Kemendag Catat Potensi Transaksi Dagang RI Capai Rp1,06 Triliun di SIAL Shanghai

Laporan: Tio Pirnando
Rabu, 20 Mei 2026 | 18:27 WIB
Wakil Menteri Perdagangan RI Dyah Roro Esti Widya Putri (SinPo.id/ Dok. Kemendag)
Wakil Menteri Perdagangan RI Dyah Roro Esti Widya Putri (SinPo.id/ Dok. Kemendag)

SinPo.id - Wakil Menteri Perdagangan RI Dyah Roro Esti Widya Putri mengungkapkan, potensi transaksi dagang RI dalam pemeran produk makanan dan minuman (mamin) terbesar di dunia yaitu Salon International de I'Alimentation (SIAL) Shanghai 2026 dan Misi Dagang di China pada 18-20 Mei 2026, mencapai US$ 60,3 juta atau kisaran Rp1,06 triliun (kurs Rp17.654/dolar) 

"Sementara dalam one on one business matching tercatat potensi transaksi senilai US$ 25,78 juta untuk produk rumput laut, arang kelapa, lada hitam, bubuk kakao, buah tropis," kata Roro yang memimpin misi dagang, dalam keterangannya, Rabu, 20 Mei 2026. 

Roro menyampaikan, sebanyak 22 perusahaan tanah air hadir dalam forum bisnis RI-China dengan membawa produk pertanian, buah, kopi, gula kelapa, hasil perikanan (rumput laut dan udang), makanan olahan, teripang dan produk turunan kelapa.

Dalam forum ini juga ditandatangani tujuh Nota Kesepahaman (MoU) antara perusahaan Indonesia dan importir China untuk produk sarang burung walet, rumput laut, kopi, rempah, teripang, produk turunan kelapa, durian beku, dan buah tropis.

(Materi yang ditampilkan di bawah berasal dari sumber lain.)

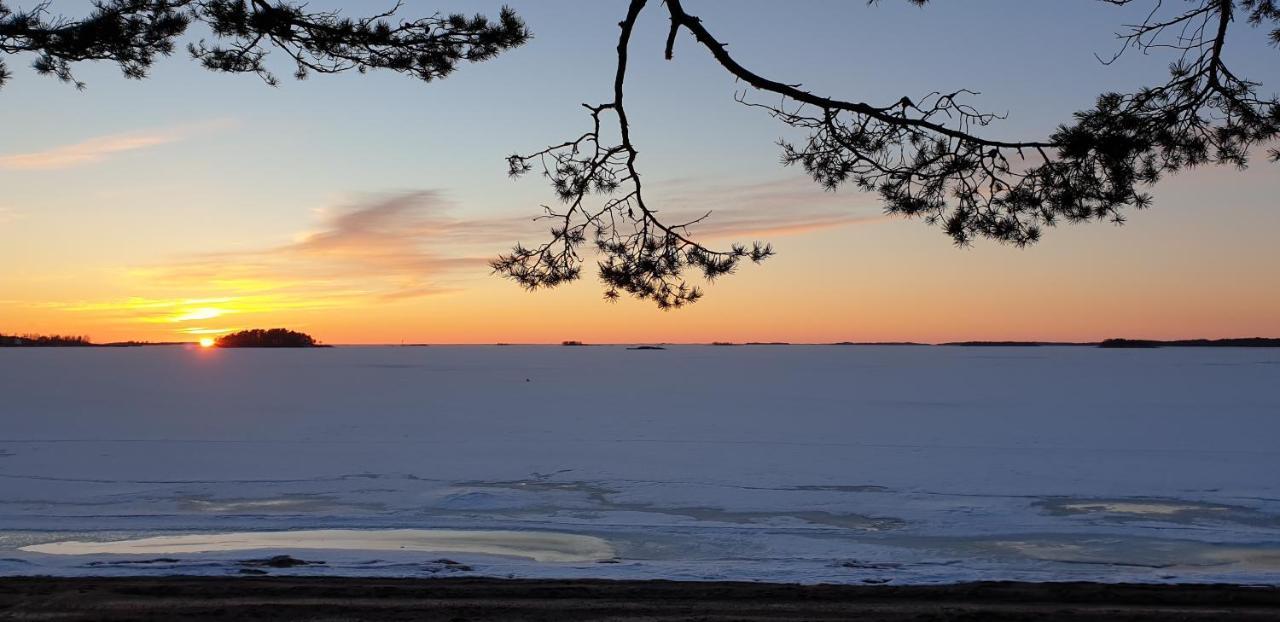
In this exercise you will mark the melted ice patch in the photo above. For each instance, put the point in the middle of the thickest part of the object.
(1139, 507)
(536, 545)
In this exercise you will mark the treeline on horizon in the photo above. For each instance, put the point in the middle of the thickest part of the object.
(268, 338)
(42, 341)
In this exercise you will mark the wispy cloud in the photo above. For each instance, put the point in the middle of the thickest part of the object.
(388, 248)
(391, 247)
(764, 210)
(100, 147)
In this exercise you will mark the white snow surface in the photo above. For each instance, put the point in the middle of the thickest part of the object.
(804, 463)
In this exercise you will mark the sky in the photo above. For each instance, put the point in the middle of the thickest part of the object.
(364, 209)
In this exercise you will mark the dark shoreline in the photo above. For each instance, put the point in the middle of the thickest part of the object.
(193, 599)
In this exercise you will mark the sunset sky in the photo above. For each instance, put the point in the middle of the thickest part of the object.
(362, 209)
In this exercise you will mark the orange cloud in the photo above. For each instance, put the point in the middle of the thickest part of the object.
(97, 149)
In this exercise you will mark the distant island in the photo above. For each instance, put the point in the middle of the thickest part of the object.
(1248, 342)
(42, 341)
(269, 338)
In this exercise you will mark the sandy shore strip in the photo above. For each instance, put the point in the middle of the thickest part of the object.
(195, 599)
(536, 545)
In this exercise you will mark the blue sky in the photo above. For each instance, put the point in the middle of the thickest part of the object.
(241, 167)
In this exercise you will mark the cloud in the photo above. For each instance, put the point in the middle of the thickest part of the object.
(387, 248)
(97, 149)
(391, 247)
(763, 210)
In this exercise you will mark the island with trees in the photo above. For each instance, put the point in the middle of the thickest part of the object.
(42, 341)
(268, 338)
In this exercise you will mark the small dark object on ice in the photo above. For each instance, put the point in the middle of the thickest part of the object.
(279, 562)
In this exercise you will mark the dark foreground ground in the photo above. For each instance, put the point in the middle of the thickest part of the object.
(190, 599)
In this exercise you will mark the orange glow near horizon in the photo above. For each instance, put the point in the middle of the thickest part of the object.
(376, 273)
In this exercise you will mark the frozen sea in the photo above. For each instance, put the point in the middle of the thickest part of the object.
(808, 463)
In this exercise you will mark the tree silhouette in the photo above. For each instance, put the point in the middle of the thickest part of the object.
(926, 156)
(133, 32)
(266, 338)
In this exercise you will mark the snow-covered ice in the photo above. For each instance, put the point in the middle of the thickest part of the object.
(790, 463)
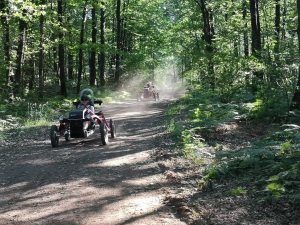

Roro mengatakan, China merupakan salah satu mitra utama ekspor Indonesia di sektor pertanian dan pangan dengan kontribusi yang terus tumbuh dari tahun ke tahun. Permintaan domestik China dari Indonesia juga terus tumbuh.

Pada 2025, nilai ekspor sektor pertanian ke China mencapai US$ 1,55 miliar dengan tren pertumbuhan 10,8 persen di lima tahun terakhir. Sementara nilai ekspor makanan olahan mencapai US$ 386,48 juta dengan pertumbuhan per tahun sebesar 2 persen antara 2021–2025.

Komoditas utama sektor pertanian yang mendominasi ekspor Indonesia ke China, antara lain sarang burung walet, buah-buahan, hasil perikanan, rumput laut, produk kelapa, rempah, serta kopi. Selain itu, komoditas strategis seperti minyak kelapa sawit (CPO) dan turunannya juga memainkan peran penting dalam hubungan perdagangan kedua negara. Nilai ekspor komoditas ini ke China tercatat US$ 3,29 miliar pada 2025.

Menurut dia, hubungan ekonomi Indonesia-China didorong oleh berbagai instrumen perjanjian perdagangan bebas bilateral dan regional, seperti ASEAN-China Free Trade Area (ACFTA) dan Regional Comprehensive Economic Partnership (RCEP). Pelaku usaha kedua negara diharapkan dapat memanfaatkan hasil perjanjian untuk meningkatkan perdagangan antar dua negara.

"Sebagai partner dagang yang penting bagi Indonesia dengan potensi permintaan produk pertanian mencapai US$ 31 miliar, diharapkan pelaku usaha Indonesia dapat memanfaatkan peluang pasar yang belum tergarap ini," ujarnya. 

Sementara itu, Sekjen Asosiasi Perkebunan Durian Indonesia Adityo Pradewo, menyampaikan, pada Januari-April 2026, sebanyak 4.077 ton durian beku telah berhasil diekspor ke China. Ke depannya, diharapkan protokol ekspor durian segar dapat segera disepakati Indonesia dan China.

Sebagai informasi, pada periode 2021–2025, total perdagangan Indonesia dan China tumbuh dengan tren positif 7,24 persen. Tahun lalu, total nilai ekspor Indonesia ke China sebesar US$ 67 miliar dan impor Indonesia dari China US$ 87,5 miliar. Sementara untuk triwulan I-2026, nilai ekspor Indonesia ke China tercatat US$ 16,9 miliar, sebaiknya impor Indonesia sebesar US$ 22,1 miliar.